We've seen similar strategies before, Pogson pointed out.
"Sun, for instance, bought the StarOffice/OpenOffice.org business cheaper than a round of Wintel PCs with M$'s office suite," he recalled. "They shared it with the world so it is insane to pay M$."
'Money Would Be Better Spent'
In general, "if every large business/organization/government paid programmers instead of M$ and 'partners,' the world of IT would be a much better place," Pogson opined. "Not only would business be more efficient, but taxpayers' money would be better spent.
"Having FLOSS programmers on the payroll guarantees continuity, since a project can always be forked if new directions are required rather than replacing software systems at great cost and risk," he explained. "How many times have we read of $billion projects aborted after years of implementation that ended in failure?"
In short, "with FLOSS, one can be sure a project is under budget and not far behind schedule because the project is open and transparent," Pogson concluded.
"By that I mean the right to use the software to create new products and services," he explained. "This leads to slightly different incentives in private and government work, but these are both powerful incentives."

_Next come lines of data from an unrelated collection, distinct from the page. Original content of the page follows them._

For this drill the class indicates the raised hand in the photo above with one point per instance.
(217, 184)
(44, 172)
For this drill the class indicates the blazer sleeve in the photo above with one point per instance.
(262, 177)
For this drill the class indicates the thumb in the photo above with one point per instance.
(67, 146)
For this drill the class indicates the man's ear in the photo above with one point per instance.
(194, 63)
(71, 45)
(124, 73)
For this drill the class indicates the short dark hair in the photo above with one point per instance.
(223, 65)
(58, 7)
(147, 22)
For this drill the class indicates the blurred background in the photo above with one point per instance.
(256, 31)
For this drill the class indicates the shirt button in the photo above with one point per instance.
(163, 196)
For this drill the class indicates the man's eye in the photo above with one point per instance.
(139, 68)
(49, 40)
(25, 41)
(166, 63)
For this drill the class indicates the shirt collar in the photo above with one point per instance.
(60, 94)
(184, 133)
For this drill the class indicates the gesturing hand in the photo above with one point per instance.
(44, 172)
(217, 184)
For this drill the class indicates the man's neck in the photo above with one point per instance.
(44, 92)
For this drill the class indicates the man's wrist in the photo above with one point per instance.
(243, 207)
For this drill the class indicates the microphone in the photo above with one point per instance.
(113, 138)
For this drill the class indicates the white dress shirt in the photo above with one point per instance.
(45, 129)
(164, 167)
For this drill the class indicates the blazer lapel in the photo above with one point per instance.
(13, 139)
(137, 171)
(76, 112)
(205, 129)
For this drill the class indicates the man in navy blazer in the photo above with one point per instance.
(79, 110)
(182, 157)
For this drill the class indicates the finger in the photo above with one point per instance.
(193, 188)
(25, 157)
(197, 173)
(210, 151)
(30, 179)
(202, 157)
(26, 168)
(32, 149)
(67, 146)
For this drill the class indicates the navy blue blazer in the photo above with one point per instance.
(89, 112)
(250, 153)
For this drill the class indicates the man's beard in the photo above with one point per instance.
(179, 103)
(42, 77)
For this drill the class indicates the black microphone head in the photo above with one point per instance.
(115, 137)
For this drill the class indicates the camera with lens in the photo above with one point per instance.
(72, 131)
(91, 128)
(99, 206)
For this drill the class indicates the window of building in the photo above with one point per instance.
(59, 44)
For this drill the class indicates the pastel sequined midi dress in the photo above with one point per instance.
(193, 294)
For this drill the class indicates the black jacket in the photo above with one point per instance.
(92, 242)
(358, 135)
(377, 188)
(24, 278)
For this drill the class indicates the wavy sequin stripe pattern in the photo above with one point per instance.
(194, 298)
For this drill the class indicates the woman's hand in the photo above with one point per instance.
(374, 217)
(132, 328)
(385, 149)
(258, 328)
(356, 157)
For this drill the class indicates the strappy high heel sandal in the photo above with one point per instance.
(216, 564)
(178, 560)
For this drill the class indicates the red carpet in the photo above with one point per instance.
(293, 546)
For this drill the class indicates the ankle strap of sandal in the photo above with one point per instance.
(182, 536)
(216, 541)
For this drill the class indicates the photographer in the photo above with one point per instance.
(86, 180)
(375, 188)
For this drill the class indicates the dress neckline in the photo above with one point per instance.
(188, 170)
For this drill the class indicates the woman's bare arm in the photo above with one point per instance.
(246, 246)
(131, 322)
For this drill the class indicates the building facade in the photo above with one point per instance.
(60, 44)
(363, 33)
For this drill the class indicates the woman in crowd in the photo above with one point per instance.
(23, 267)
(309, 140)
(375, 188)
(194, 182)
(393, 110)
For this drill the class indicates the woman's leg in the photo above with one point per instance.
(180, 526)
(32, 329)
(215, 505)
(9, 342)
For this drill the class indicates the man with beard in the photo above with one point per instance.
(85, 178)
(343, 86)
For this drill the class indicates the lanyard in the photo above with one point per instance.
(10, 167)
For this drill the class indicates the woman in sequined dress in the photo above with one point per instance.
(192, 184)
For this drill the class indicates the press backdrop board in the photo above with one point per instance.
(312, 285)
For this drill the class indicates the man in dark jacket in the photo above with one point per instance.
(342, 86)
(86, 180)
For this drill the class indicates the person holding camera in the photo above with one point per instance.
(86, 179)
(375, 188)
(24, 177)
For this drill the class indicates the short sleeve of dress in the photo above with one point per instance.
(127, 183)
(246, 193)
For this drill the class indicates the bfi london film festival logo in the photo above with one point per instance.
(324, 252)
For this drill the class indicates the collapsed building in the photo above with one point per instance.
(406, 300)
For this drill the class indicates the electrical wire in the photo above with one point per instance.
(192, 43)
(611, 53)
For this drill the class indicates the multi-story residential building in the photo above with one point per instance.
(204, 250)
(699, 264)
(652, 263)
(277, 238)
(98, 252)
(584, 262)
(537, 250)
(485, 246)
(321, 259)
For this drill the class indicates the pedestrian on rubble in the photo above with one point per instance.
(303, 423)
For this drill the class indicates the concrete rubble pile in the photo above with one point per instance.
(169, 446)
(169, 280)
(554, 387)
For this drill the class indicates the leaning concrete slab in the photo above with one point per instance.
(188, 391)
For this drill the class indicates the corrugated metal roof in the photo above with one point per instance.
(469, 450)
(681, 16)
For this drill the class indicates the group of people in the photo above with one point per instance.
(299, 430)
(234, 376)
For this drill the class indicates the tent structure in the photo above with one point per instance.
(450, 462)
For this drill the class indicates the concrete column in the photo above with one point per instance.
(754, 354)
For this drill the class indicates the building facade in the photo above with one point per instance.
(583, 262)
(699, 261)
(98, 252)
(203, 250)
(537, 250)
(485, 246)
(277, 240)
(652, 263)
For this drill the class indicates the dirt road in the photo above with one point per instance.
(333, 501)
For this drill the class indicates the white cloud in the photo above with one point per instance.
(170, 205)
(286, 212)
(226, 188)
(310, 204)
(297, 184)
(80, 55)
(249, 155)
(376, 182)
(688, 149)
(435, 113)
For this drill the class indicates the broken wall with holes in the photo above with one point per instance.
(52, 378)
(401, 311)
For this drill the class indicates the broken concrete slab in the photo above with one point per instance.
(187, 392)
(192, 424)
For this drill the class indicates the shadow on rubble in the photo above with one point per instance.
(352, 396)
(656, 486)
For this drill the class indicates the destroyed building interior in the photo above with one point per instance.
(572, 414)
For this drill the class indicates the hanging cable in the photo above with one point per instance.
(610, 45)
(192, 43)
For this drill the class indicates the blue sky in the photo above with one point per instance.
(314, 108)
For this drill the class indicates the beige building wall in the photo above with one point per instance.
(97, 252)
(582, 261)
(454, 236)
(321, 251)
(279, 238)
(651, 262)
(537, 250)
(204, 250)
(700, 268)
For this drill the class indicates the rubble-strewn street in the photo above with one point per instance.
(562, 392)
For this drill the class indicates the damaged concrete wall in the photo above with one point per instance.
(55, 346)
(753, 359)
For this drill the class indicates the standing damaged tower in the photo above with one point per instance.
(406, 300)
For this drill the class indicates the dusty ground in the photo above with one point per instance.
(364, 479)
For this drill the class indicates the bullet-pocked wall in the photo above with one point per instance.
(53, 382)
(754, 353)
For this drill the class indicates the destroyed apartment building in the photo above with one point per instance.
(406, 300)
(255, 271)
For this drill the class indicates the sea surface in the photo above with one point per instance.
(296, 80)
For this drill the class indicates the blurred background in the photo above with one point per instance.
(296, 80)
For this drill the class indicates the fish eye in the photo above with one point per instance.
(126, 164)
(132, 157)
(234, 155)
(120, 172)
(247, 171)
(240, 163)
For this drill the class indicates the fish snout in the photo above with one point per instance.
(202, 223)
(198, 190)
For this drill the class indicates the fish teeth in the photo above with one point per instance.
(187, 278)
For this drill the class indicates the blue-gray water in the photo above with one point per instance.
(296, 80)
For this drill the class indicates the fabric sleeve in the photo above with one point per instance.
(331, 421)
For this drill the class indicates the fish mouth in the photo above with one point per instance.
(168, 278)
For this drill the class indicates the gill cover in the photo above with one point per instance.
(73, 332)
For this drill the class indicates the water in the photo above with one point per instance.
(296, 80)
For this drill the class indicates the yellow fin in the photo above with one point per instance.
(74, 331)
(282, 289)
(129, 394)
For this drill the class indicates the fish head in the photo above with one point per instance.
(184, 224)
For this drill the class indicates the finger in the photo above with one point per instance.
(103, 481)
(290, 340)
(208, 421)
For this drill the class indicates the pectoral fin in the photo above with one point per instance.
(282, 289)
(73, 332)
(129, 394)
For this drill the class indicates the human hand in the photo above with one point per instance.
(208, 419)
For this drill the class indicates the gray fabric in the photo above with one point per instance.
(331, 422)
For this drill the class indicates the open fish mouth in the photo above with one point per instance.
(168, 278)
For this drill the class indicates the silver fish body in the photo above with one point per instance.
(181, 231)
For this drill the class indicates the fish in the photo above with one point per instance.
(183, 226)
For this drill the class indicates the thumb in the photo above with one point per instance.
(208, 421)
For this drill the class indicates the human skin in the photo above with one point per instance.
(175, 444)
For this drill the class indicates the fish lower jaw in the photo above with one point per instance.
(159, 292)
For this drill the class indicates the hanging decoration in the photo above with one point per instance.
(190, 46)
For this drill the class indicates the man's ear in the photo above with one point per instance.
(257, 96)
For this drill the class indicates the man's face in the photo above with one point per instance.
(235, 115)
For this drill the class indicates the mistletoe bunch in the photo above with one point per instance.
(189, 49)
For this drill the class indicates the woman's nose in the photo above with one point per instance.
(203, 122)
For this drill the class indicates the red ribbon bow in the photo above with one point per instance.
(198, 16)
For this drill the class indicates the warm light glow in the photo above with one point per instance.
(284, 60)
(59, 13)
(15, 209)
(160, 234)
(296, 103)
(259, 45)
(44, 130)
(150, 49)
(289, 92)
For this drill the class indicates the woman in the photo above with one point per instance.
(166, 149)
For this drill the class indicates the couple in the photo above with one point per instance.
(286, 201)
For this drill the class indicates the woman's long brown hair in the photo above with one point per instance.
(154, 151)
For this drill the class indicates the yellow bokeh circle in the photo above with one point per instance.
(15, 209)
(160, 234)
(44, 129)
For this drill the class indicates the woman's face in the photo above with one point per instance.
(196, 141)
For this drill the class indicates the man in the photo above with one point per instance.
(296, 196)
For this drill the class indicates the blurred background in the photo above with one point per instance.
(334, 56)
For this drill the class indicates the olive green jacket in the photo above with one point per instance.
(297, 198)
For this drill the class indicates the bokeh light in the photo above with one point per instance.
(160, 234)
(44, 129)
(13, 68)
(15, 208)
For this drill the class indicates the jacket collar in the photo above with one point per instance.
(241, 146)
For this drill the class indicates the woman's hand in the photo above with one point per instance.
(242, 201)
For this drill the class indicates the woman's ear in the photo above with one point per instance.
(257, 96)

In the private sector, for instance, "building a new product or service on a platform one does not truly own carries with it some significant risks," Travers explained. "The basic issue is that software is easily duplicated, so copyright holders of commercial software tend to have additional ways of ensuring that they maintain control over how a given program is used.
"This means that when you are using software to run operations, you are limited by a EULA, and when you bundle the software in things you make (like cars), there are more intrusive contractual obligations there," he added.
With open source, on the other hand, "the manufacturer gains control over these areas," Travers said.
'A Matter of Sovereignty'
Of course, "an operating system on a car which may hand over control to Microsoft might be concerning, but when it is an air traffic control system or a warship, this is a major problem," Travers pointed out.
So, "for governments it is very much a matter of sovereignty, and open source means the ability to control internal operations rather than have private companies exercising very deep control of this sort," he said.
Bottom line? "None of this surprises me," Travers told Linux Girl. "In fact, I think that the public sector and appliance computing markets are really the most natural homes of open source software. I am sure it will continue to make even greater strides in these areas as time goes on."